Frequently Asked Questions (FAQ)¶
Find answers to common questions about SteadyText, troubleshooting tips, and best practices.
Table of Contents¶
- General Questions
- Installation & Setup
- Usage Questions
- Performance Questions
- Model Questions
- Caching Questions
- Daemon Questions
- PostgreSQL Extension
- Troubleshooting
- Advanced Topics
General Questions¶
What is SteadyText?¶
SteadyText is a deterministic AI text generation and embedding library for Python. It ensures that the same input always produces the same output, making it ideal for:
- Reproducible research
- Testing AI-powered applications
- Consistent embeddings for search
- Deterministic content generation
How is SteadyText different from other AI libraries?¶
Feature | SteadyText | Other Libraries |
---|---|---|
Deterministic | ✅ Always | ❌ Usually random |
Never fails | ✅ Returns None | ❌ Throws exceptions |
Zero config | ✅ Works instantly | ❌ Complex setup |
Built-in cache | ✅ Automatic | ❌ Manual setup |
PostgreSQL | ✅ Native extension | ❌ External integration |
What models does SteadyText use?¶
- Text Generation: Gemma-3n models (2B and 4B parameters)
- Embeddings: Qwen3-Embedding-0.6B (1024 dimensions)
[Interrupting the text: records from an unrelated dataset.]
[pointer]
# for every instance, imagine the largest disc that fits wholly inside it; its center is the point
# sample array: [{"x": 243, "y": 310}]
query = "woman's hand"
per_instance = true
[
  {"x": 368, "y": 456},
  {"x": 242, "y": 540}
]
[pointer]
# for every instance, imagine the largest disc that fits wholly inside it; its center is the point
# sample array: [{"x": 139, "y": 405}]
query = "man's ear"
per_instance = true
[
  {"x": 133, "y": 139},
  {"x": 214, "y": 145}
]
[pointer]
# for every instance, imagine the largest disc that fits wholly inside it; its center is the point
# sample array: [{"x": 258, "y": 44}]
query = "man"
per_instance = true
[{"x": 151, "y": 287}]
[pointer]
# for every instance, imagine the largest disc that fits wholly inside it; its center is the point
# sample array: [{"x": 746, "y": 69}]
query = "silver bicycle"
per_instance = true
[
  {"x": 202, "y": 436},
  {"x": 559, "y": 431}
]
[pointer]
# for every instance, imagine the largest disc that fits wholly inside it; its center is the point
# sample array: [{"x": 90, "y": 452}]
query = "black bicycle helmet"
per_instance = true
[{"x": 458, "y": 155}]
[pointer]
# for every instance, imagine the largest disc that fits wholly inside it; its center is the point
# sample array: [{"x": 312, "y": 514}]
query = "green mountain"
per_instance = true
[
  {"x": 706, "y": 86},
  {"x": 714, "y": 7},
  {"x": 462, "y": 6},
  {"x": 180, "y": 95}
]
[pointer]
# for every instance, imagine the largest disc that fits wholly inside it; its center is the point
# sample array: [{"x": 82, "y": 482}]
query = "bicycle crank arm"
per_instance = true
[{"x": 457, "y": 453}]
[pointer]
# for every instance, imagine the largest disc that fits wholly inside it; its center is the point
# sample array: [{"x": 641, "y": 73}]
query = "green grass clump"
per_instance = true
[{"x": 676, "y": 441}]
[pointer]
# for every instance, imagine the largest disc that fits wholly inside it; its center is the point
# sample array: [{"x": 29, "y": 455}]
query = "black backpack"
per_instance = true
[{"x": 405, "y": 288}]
- Format: GGUF quantized models for efficiency
Is SteadyText suitable for production?¶
Yes! SteadyText is designed for production use:
- Daemon mode: 160x faster responses
- Thread-safe: Handles concurrent requests
- Resource efficient: Quantized models use less memory
- Battle-tested: Used in production environments
- PostgreSQL integration: Database-native AI
Installation & Setup¶
How do I install SteadyText?¶
# Using pip
pip install steadytext
# Using UV (recommended)
uv add steadytext
# With PostgreSQL extension
pip install steadytext[postgres]
What are the system requirements?¶
- Python: 3.8 or higher
- Memory: 4GB RAM minimum (8GB recommended)
- Disk: 2GB for models
- OS: Linux, macOS, Windows
Do I need a GPU?¶
No, SteadyText is optimized for CPU inference. GPU support is planned for future releases.
How do I verify the installation?¶
# Check CLI
st --version
# Test generation
echo "Hello world" | st
# Python test
python -c "import steadytext; print(steadytext.generate('Hello'))"
Usage Questions¶
How do I ensure deterministic results?¶
Use the same seed value:
# Always produces the same output
result1 = steadytext.generate("Hello", seed=42)
result2 = steadytext.generate("Hello", seed=42)
assert result1 == result2
Can I use custom prompts?¶
Yes, any text prompt works:
# Simple prompts
text = steadytext.generate("Write a poem")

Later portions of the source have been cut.